As it stands with current tech, there could be a civilization exactly like our own in terms of development within 10 light-years of here, and we just aren't in a position to know about it.

A good point that is often overlooked - very possibly we could soon discover someone else transmitting and still have no contact with them, since we do not have the technology to get to them in a reasonable amount of time, or even reply to a message. Using your example, if we heard from them today, they wouldn't get our replay for 10 years, and we wouldn't be aware that they had received it for 20 years. We may very well have neighbors who are aware of us, but haven't been able to let us know....
 
2013-05-08 08:26:58 AM

Subdue their bellies: They'll learn too late that man is a feeling creature, and because of it, the greatest in the universe.
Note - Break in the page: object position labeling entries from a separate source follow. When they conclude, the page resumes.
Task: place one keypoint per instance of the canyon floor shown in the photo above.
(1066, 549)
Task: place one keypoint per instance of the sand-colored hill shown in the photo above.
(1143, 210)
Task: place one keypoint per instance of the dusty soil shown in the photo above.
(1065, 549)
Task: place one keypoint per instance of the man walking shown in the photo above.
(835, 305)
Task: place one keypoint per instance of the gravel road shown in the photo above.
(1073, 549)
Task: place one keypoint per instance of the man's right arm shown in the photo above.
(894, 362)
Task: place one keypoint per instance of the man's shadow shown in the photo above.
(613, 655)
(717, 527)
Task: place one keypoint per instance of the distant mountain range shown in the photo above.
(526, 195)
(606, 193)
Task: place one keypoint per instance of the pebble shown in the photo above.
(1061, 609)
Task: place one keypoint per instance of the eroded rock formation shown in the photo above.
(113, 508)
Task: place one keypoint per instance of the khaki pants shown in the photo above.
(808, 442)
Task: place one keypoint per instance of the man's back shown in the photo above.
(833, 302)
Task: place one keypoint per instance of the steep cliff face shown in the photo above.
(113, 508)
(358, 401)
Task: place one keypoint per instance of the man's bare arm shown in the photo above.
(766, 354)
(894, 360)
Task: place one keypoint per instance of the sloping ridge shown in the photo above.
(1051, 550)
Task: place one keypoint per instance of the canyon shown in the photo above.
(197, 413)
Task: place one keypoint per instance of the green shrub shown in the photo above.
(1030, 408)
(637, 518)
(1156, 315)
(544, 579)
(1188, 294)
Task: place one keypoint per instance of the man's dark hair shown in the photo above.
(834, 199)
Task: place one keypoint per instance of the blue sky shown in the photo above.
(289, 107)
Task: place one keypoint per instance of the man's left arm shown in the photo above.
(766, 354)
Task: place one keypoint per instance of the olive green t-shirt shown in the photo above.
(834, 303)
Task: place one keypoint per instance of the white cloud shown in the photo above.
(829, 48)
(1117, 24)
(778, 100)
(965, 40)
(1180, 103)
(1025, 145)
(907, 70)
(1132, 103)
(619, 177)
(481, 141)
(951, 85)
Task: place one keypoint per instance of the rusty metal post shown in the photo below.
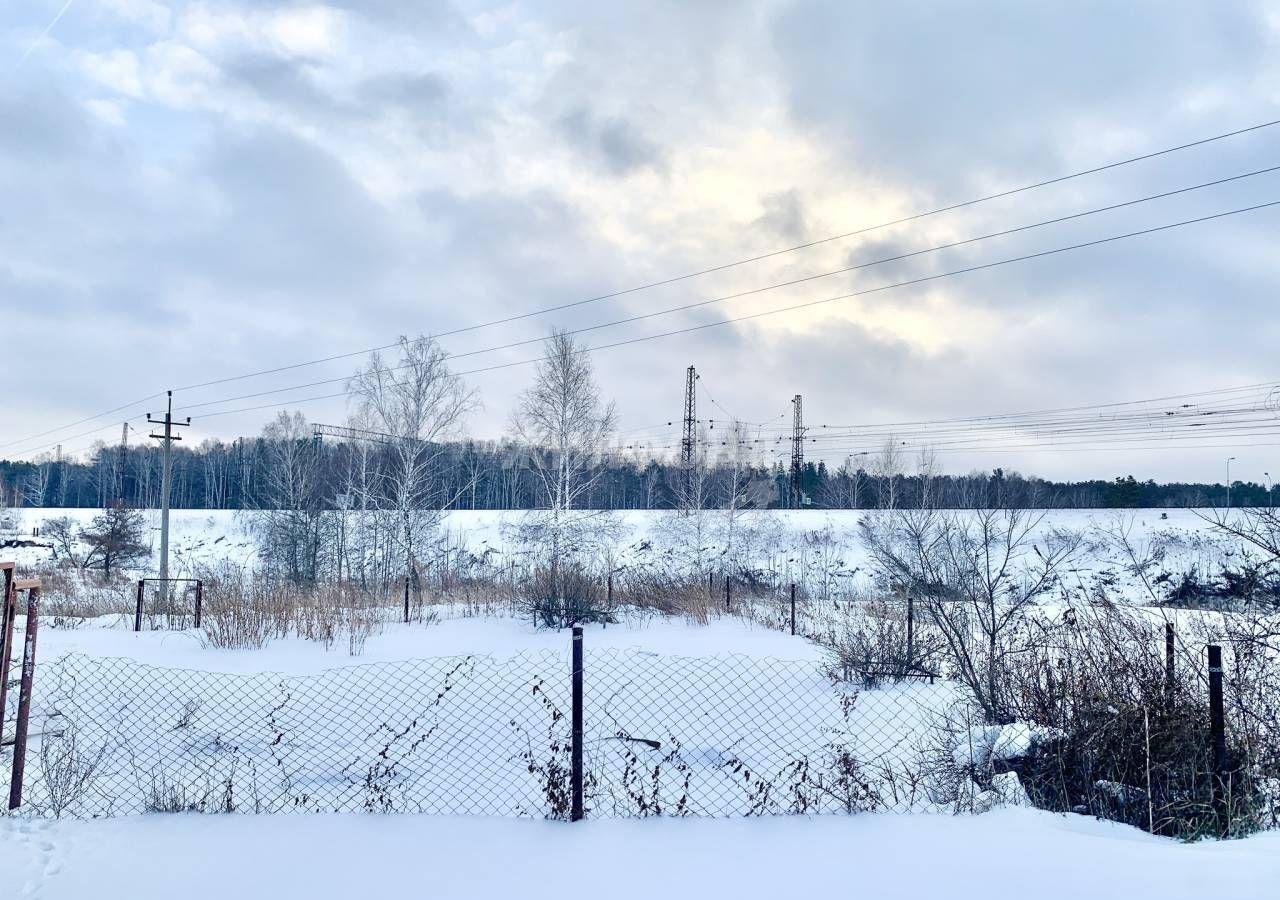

Per Kevin Murphy circa 1997, that speech should be in the constitution. (loved that episode and loved that Murphy and Mallon knew exactly what I was talking about when I asked them)
 
2013-05-08 08:29:20 AM
that would be, "reply" for 10 years... been a long night shift.
 
2013-05-08 08:32:51 AM
Are we screwing ourselves by transmitting radio signals into space?

No.
 
2013-05-08 08:51:09 AM
Of all the ways we are screwing ourselves this is not one of them.
 
2013-05-08 09:06:09 AM
encrypted-tbn3.gstatic.com

WE HAVE COME FOR MACNEIL
 
2013-05-08 09:31:53 AM

Ghastly: I just can't imagine anything a species capable of interstellar flight would want on our planet that they wouldn't be able to just as easily obtain elsewhere. It's not like interstellar space ships are going to run on fossil fuels.


They don't want anything that we have. However an advanced species that has lasted for a while will certainly have a self preservation instinct. We are not a threat to them now, but what about in the future, if their civilization declines and ours rises. Best to weed the garden while you canand the weeds are small before the weeds take over. They will come and remove us as soon as we are detected for their own safety.